The truth is that replacing enterprise IT systems with open source alternatives is a lot more complicated than deciding to build a new website in WordPress. I quickly Googled for ‘open source ERP’ (ERP is Enterprise Resource Planning, those big internal systems made by people like SAP and Oracle, that run HR, finance, CRM and everything else) this afternoon, and the top result was something called Openbravo. I tweeted about it, and none of my contacts – even the open source IT analyst folks – had even heard of it.
It’s probably not surprising that people procuring this stuff run into the arms of the traditional vendors and system integrators.
Good post, and timely because of some of the knee-jerk reaction to spending cuts seems to assume that lifecycle cost of FOSS products is so much lower than their proprietary alternatives that this could fix the country’s finances in one fell swoop.
I want to pick up on one point however:
“The arguments in favour of open source need to be on the basis that the software is better, more reliable and stable, quicker and feature rich, and that it works for the government context – adapted for the sector in a cost effective, maintainable and supportable manner.”
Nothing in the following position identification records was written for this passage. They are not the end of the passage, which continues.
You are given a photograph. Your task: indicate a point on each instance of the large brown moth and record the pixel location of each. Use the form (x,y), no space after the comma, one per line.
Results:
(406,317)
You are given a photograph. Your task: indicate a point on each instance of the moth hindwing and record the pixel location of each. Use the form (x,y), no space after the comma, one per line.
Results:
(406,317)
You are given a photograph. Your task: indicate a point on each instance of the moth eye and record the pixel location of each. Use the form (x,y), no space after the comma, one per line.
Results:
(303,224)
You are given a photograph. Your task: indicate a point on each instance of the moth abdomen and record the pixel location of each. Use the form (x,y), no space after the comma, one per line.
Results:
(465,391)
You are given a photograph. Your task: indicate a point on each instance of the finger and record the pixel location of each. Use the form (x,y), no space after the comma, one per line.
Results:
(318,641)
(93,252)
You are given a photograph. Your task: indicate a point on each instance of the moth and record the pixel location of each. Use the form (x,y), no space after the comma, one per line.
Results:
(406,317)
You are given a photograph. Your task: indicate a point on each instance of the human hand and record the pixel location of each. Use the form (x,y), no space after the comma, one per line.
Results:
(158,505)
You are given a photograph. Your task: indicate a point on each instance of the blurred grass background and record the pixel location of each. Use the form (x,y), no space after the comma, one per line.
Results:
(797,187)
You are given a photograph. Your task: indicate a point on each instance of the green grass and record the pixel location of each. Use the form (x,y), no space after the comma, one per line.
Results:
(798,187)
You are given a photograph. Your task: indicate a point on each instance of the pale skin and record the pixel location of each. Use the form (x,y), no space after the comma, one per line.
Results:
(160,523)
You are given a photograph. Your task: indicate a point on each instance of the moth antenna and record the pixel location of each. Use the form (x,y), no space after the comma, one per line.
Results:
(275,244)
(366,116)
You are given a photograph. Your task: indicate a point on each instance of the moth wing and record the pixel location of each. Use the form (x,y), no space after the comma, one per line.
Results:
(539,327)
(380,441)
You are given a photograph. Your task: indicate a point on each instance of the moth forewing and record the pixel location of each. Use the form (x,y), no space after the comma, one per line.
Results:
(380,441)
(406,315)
There’s a vendor risk management angle to this as well. “Free” means you have freedom to change suppliers. As a sector we are really bad at managing our suppliers and they end up managing us, and quite frankly we get stiffed more often than not. We can only mitigate this by joining together as customers (to increase our power) and managing our suppliers in a more mature way (to increase our expertise). FOSS solutions are too often seen as a means of forcing suppliers to get a better deal when we should be building partnerships.
Martin
Interesting post. The LibreOffice “confusion” is debatable, but I think you really make a common mistake in asking the “where are the large-scale support providers?” question.
Those big inefficient expensive support providers are only really needed for more sustainable software if you are trying to switch a big organisation over in one jump. The software is sustainable, so the amount of support should diminish over time. However, to enable you to switch a big organisation over bit by bit, then you need to be able to pass files backwards and forwards. You can’t do that if one provider controls the file formats and that’s why vendor-neutral standards are important.
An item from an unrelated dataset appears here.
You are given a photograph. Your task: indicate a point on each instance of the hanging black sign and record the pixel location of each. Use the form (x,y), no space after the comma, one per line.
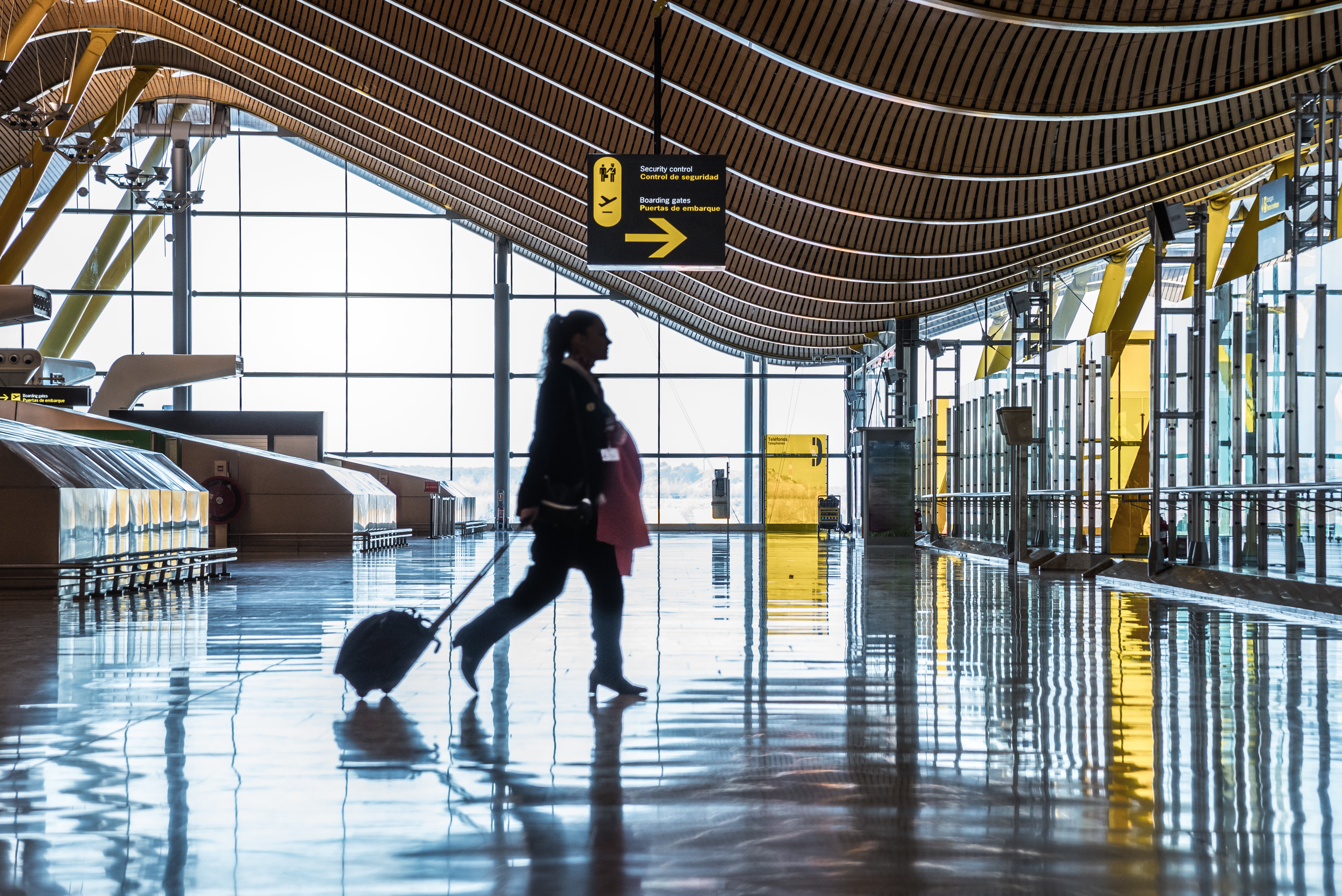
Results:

You’re probably right that the big providers will recoup their costs in supporting ODF (or whatever else) somehow, but it is a vital step to reopen the marketplace. The dominant providers probably know that an open marketplace means more sustainable software shared out among more providers which means lower support revenue for them, so why would they adopt it if it’s not mandated?
I’m no fan of this sort of government intervention (most often because poor enforcement or the tragedy of targets derails it), but I can see why it might be desirable here.
One of the other things I’d point out is about retraining costs and proprietary file conversions and so on: those are not costs of adopting FOSS. They are exit costs of the currently-used systems which will have to be paid one day and should be shown on the balance sheet as a liability already, although the price tag will change over time.